What are the types of dunnage?

Dunnage comes in many shapes and sizes to accommodate different products and protection requirements.

  • Bubble wrap: Perhaps the most common form of dunnage, bubble wrap is useful for shipping fragile products like glass. 
  • Air pillows: Like giant bubble wrap, air pillows are usually used to fill space to keep an item from sliding around inside its packaging. 
  • Packing peanuts: These small foam pieces provide cushioning and are useful when shipping oddly shaped products. 
  • Foam inserts: If you’ve ever unboxed a new television or computer monitor, you’ve likely noticed the foam inserts that are custom-molded to the sides of the technology. These provide both cushioning from shock and keep the product from leaning against the sides of the box. 
  • Kraft paper: Kraft paper is the nondescript brown filler that is often crumpled and used to fill space inside large boxes that hold an oddly shaped item. It’s made from recycled paper and is commonly used because it’s eco-friendly, effective, and above all, it’s cheap. 
  • Corrugated paper: This type of dunnage looks like very thin cardboard. It can withstand a broad range of weight and provides moisture protection.
  • Wood: Wood can be used as dunnage for exceptionally strong and heavy goods, like unassembled furniture. It’s typically used to create a barrier between items in the same package.
  • Industrial dunnage: Though rarely used for direct-to-consumer ecommerce, solid plastics and steel are also used as dunnage. These are primarily used in industrial shipping of high-value items. 

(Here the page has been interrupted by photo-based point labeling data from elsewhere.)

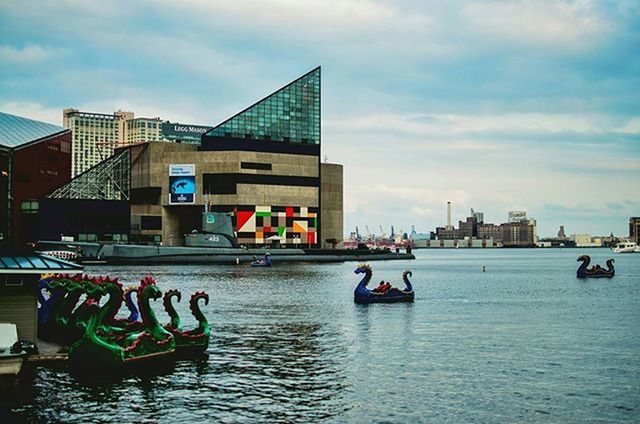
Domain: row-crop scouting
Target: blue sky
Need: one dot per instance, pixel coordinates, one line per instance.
(492, 105)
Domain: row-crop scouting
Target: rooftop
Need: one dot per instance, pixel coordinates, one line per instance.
(16, 131)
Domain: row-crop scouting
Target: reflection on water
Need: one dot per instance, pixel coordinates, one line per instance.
(523, 341)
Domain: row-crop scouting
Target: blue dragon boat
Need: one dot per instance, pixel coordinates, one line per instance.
(363, 295)
(264, 262)
(595, 271)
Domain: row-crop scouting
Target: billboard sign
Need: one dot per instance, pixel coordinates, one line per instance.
(182, 184)
(178, 131)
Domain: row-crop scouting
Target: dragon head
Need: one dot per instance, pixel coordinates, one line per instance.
(362, 268)
(148, 285)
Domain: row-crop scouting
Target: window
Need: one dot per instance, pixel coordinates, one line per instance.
(255, 165)
(29, 206)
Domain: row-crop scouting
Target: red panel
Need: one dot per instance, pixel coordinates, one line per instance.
(243, 217)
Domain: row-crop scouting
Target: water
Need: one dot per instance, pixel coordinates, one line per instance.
(523, 341)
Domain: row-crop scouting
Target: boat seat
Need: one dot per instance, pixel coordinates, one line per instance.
(8, 335)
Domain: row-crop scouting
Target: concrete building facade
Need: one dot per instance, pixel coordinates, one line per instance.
(260, 167)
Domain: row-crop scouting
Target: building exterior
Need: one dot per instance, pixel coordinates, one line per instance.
(35, 158)
(518, 234)
(261, 167)
(517, 216)
(489, 231)
(634, 229)
(95, 135)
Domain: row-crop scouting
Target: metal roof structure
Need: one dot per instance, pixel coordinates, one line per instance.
(108, 180)
(23, 261)
(16, 131)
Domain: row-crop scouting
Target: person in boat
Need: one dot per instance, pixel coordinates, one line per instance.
(379, 288)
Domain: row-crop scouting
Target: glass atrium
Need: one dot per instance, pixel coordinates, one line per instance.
(291, 114)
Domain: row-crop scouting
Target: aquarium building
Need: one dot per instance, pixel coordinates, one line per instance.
(261, 167)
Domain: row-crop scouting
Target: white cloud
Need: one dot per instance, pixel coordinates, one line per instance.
(552, 23)
(28, 55)
(459, 124)
(33, 110)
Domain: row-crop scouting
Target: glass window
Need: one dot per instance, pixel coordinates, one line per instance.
(290, 114)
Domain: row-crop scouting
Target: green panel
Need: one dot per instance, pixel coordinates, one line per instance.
(290, 114)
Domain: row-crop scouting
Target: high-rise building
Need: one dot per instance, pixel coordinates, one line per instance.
(517, 216)
(260, 171)
(95, 135)
(35, 158)
(561, 234)
(634, 229)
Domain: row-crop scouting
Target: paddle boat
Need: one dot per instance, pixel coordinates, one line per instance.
(188, 342)
(265, 261)
(627, 247)
(103, 349)
(364, 295)
(12, 352)
(595, 271)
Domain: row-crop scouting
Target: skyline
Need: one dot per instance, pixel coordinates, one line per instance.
(522, 106)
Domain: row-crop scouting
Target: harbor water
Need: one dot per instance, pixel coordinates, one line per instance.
(522, 341)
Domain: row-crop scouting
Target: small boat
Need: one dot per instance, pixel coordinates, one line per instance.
(595, 271)
(391, 295)
(264, 262)
(188, 342)
(66, 255)
(104, 350)
(627, 247)
(12, 352)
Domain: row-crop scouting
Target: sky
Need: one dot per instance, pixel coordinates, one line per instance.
(492, 105)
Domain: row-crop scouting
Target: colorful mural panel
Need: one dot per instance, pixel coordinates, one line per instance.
(266, 225)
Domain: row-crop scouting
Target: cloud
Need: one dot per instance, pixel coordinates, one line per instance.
(33, 110)
(30, 54)
(549, 23)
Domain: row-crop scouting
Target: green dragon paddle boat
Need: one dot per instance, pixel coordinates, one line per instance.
(188, 342)
(102, 349)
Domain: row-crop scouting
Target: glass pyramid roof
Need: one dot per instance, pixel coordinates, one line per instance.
(16, 130)
(108, 180)
(291, 114)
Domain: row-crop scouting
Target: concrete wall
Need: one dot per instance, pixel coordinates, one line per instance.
(150, 169)
(332, 209)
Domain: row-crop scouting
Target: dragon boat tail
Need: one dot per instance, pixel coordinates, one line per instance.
(364, 295)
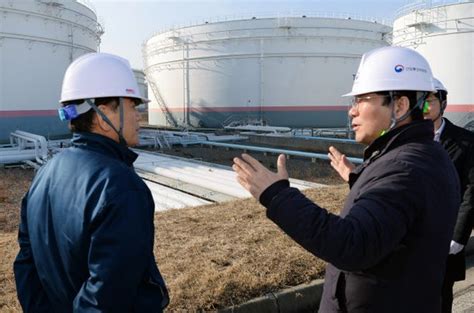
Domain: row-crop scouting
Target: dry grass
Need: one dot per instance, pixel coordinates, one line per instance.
(211, 256)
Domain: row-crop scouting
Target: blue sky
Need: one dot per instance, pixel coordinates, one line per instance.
(129, 23)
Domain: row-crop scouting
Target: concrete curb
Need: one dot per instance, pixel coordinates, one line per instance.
(302, 298)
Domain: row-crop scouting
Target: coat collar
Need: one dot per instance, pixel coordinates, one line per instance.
(105, 146)
(412, 132)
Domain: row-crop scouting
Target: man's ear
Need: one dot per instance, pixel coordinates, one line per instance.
(402, 106)
(99, 121)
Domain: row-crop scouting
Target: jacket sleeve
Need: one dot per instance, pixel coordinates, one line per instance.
(30, 291)
(119, 254)
(465, 219)
(377, 222)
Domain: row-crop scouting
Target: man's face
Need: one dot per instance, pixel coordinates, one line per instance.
(369, 117)
(434, 107)
(131, 117)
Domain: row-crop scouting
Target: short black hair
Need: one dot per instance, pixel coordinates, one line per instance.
(83, 123)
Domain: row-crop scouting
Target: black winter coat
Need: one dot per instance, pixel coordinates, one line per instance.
(459, 143)
(387, 250)
(86, 234)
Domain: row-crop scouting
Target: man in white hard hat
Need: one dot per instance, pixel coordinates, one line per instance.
(459, 143)
(86, 234)
(387, 250)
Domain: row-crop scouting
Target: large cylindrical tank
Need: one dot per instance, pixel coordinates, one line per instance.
(286, 71)
(38, 40)
(444, 34)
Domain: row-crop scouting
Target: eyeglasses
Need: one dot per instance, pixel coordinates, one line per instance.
(357, 100)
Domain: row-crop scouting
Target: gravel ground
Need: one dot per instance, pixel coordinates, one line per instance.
(211, 256)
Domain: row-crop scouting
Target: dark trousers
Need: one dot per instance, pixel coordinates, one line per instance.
(447, 296)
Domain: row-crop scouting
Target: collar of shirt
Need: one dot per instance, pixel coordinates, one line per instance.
(439, 131)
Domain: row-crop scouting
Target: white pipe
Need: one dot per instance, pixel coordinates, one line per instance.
(41, 140)
(25, 138)
(10, 157)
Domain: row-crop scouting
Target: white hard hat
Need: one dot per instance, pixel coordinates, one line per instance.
(99, 75)
(390, 69)
(439, 85)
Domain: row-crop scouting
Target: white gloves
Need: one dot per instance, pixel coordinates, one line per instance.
(455, 247)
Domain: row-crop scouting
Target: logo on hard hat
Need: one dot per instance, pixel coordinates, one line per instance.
(399, 68)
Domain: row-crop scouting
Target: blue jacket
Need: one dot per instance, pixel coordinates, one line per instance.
(86, 234)
(387, 251)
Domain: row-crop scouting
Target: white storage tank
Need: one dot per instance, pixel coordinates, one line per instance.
(38, 40)
(444, 34)
(286, 71)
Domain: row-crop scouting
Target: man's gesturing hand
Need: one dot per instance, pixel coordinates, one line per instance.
(255, 177)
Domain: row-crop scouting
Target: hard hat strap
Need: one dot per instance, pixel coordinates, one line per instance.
(419, 105)
(107, 120)
(120, 132)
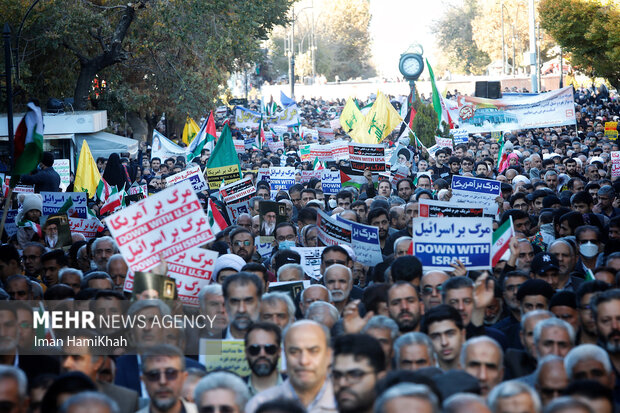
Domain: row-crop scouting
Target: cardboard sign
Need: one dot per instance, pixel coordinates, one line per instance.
(439, 242)
(169, 222)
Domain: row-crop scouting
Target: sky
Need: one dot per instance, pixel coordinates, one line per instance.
(395, 24)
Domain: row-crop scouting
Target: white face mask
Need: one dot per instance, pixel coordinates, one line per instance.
(588, 249)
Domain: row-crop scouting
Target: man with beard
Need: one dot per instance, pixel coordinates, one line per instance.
(405, 306)
(242, 295)
(339, 280)
(163, 375)
(358, 365)
(262, 351)
(606, 313)
(242, 243)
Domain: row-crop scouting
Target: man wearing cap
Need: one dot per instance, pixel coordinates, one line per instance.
(45, 179)
(546, 267)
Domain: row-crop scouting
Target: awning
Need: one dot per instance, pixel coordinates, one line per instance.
(103, 144)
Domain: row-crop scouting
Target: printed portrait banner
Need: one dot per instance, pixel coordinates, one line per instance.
(477, 115)
(439, 242)
(364, 156)
(310, 260)
(332, 232)
(330, 181)
(237, 191)
(429, 208)
(193, 175)
(53, 201)
(169, 222)
(477, 191)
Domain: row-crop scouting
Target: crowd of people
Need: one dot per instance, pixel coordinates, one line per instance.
(538, 332)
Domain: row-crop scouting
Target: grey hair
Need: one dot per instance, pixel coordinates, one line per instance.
(458, 401)
(294, 266)
(89, 398)
(142, 304)
(586, 352)
(509, 389)
(414, 338)
(10, 372)
(481, 339)
(553, 322)
(212, 289)
(319, 307)
(274, 297)
(226, 381)
(421, 391)
(384, 323)
(69, 270)
(535, 313)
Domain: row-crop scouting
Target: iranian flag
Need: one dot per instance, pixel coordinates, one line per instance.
(28, 142)
(215, 218)
(501, 241)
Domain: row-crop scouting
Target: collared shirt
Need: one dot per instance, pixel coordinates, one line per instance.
(324, 402)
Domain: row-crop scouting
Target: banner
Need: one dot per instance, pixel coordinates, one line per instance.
(163, 148)
(63, 168)
(169, 222)
(429, 208)
(330, 181)
(477, 191)
(238, 191)
(193, 175)
(477, 115)
(439, 242)
(364, 156)
(53, 201)
(332, 232)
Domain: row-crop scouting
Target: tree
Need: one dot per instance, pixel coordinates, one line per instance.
(455, 39)
(589, 31)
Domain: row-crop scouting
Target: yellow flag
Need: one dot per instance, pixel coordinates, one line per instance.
(190, 130)
(378, 123)
(87, 176)
(350, 116)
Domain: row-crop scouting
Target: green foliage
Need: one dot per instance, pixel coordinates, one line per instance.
(589, 31)
(454, 36)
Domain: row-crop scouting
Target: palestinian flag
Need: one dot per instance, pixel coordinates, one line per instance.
(215, 218)
(501, 241)
(28, 143)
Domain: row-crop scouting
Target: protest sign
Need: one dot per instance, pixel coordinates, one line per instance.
(169, 222)
(53, 201)
(365, 243)
(330, 181)
(224, 355)
(310, 260)
(364, 156)
(439, 242)
(194, 175)
(234, 210)
(85, 226)
(332, 232)
(281, 177)
(429, 208)
(192, 270)
(63, 168)
(238, 191)
(478, 191)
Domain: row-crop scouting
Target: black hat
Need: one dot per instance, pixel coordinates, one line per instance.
(544, 262)
(535, 287)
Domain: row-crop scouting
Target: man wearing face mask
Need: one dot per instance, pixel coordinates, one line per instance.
(589, 241)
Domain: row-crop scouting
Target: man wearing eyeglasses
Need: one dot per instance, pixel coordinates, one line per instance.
(163, 375)
(262, 351)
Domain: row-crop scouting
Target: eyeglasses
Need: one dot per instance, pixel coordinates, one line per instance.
(155, 375)
(254, 349)
(352, 376)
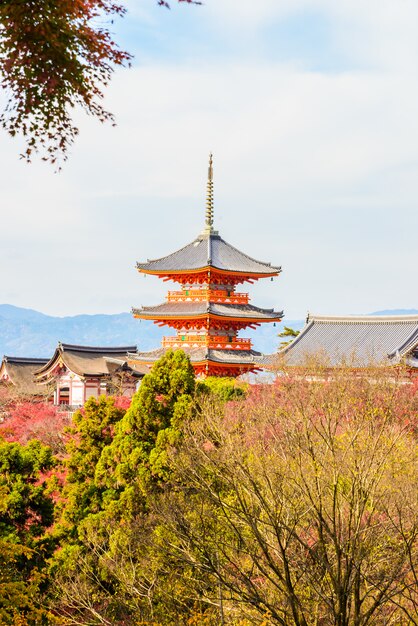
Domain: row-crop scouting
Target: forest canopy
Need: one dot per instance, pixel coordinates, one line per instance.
(293, 503)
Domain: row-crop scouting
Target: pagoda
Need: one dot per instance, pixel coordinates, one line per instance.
(208, 312)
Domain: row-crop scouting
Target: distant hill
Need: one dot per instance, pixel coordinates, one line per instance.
(25, 332)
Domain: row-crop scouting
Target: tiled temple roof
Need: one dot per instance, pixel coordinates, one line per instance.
(208, 250)
(20, 371)
(89, 360)
(359, 340)
(168, 310)
(198, 355)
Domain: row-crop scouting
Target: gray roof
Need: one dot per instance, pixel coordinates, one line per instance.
(244, 357)
(208, 250)
(358, 340)
(87, 360)
(192, 309)
(20, 371)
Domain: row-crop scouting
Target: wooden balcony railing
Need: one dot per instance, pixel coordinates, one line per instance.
(209, 295)
(209, 341)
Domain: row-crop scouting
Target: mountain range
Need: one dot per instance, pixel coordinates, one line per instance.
(29, 333)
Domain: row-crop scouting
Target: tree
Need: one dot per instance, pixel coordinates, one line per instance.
(55, 56)
(31, 419)
(26, 513)
(298, 504)
(19, 592)
(107, 571)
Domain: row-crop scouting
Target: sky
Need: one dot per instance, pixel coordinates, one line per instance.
(311, 110)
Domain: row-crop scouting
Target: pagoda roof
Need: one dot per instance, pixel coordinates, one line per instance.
(208, 250)
(191, 310)
(359, 340)
(19, 371)
(200, 355)
(88, 360)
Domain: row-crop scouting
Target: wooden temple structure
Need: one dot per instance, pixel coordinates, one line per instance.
(358, 341)
(76, 373)
(207, 312)
(19, 372)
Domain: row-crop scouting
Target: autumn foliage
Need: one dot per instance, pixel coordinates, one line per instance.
(55, 56)
(290, 504)
(24, 420)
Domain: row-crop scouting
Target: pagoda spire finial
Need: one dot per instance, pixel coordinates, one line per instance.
(209, 198)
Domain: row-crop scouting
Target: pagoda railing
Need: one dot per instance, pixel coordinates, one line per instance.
(209, 341)
(210, 295)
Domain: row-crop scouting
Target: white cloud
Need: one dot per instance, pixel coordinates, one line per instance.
(316, 171)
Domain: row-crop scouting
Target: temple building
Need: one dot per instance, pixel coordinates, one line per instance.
(357, 341)
(76, 373)
(19, 372)
(207, 311)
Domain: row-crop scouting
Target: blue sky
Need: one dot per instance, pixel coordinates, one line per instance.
(310, 108)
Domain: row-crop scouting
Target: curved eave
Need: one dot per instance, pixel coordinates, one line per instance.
(50, 365)
(203, 316)
(254, 365)
(209, 269)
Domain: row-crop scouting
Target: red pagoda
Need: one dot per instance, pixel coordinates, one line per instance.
(207, 312)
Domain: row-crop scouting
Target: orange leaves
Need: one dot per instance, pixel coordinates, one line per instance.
(52, 58)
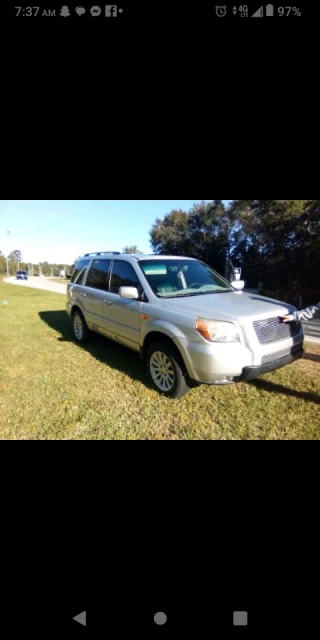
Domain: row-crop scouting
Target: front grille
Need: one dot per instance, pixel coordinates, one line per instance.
(271, 357)
(274, 329)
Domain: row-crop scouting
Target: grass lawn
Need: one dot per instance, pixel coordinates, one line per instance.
(51, 388)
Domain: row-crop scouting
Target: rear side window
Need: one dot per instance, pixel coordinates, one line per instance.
(78, 273)
(98, 276)
(124, 275)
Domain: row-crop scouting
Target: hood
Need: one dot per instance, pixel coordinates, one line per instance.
(235, 306)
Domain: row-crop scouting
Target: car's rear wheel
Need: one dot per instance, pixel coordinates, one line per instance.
(166, 370)
(80, 329)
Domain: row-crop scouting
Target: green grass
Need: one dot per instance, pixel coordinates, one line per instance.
(51, 388)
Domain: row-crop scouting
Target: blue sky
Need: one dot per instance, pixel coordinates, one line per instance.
(61, 230)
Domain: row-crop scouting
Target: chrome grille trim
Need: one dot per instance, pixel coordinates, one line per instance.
(273, 329)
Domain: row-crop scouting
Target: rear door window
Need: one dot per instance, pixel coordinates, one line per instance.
(124, 275)
(98, 276)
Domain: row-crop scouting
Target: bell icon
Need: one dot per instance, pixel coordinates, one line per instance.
(65, 12)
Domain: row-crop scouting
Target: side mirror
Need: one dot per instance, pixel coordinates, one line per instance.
(129, 293)
(238, 284)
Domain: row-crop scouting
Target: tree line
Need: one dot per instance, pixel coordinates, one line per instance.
(14, 261)
(276, 242)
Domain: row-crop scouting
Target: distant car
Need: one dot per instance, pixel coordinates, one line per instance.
(21, 275)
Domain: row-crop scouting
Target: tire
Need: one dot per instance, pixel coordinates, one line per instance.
(160, 355)
(80, 329)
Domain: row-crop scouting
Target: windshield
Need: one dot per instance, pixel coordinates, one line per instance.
(182, 277)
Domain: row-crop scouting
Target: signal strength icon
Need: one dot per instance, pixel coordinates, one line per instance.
(258, 14)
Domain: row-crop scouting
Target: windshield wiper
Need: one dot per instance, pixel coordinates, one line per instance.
(190, 295)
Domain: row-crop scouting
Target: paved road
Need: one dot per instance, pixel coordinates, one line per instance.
(38, 283)
(311, 329)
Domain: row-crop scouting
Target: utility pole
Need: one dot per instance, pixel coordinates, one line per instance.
(8, 233)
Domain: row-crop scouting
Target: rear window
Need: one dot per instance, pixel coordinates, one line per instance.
(79, 271)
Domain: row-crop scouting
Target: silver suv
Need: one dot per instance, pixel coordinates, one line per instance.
(189, 324)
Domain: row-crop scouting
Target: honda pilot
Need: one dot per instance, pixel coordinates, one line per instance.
(189, 324)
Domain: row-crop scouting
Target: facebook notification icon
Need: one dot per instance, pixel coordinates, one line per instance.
(111, 10)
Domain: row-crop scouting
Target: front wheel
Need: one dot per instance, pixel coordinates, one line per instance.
(166, 370)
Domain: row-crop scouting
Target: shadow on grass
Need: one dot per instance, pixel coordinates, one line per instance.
(272, 387)
(109, 352)
(311, 356)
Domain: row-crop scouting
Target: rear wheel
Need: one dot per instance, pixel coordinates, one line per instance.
(166, 370)
(80, 329)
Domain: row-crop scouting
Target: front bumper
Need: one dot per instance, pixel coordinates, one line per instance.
(249, 373)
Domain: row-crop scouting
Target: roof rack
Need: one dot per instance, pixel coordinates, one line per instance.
(102, 253)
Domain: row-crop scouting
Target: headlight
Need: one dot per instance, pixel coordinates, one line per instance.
(216, 331)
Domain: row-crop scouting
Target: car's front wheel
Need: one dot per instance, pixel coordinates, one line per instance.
(80, 329)
(166, 370)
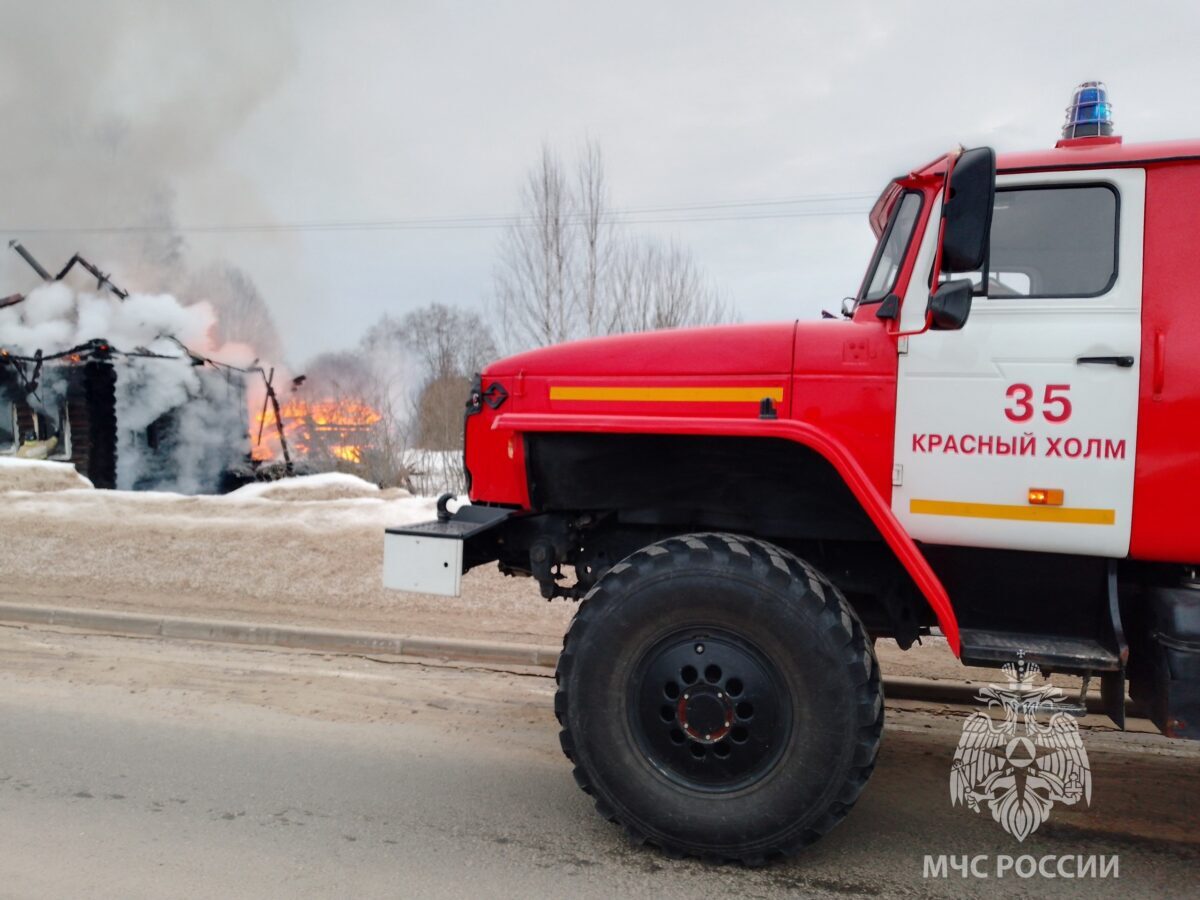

These are the most common types of dunnage, but if your product is exceedingly fragile or has specific, unusual dimensions, you may choose to work with a dunnage provider to design custom padding and protection for your product.


How much does dunnage cost?

If you’re using a 3PL, the cost of common dunnage materials like bubble wrap and Kraft paper is likely included in your base order fee—the starting price for packaging an order. 

If you’re fulfilling orders in-house, the cost of dunnage materials varies, but it’s generally not an enormous expense for ecommerce retailers. Kraft paper sits on the low end of the cost spectrum, with foam at the higher end. Corrugated paper and bubble wrap fall somewhere in the middle. 

More robust dunnage for heavy-duty shipments, like wood and industrial dunnage, is significantly more expensive, but that cost is offset by the average order value of the product.

A lot of the warehouses refused to eliminate plastic from their packaging, which immediately meant they were not an option for us.
David Bronkie
Co-founder, Siblings

What about eco-friendly dunnage?

Dunnage is a necessary evil for eco-conscious ecommerce retailers. All that padding and protection is thrown away by the customer as soon as the package arrives, creating an enormous amount of waste. 

Fortunately, eco-friendly dunnage does exist. Kraft paper is the most obvious green solution, because it’s made from recycled paper—it’s already on its second life. But other advancements have been made for traditionally harmful dunnage materials, like packing peanuts. Once made exclusively from styrofoam, which takes about 500 years to decompose, biodegradable packing peanuts are now available, made from an organic starch that breaks down in water. 

Companies that feel strongly about minimizing their carbon footprint should evaluate 3PLs based on this need. Many fulfillment providers will refuse to eliminate specific materials from their packaging for individual brands.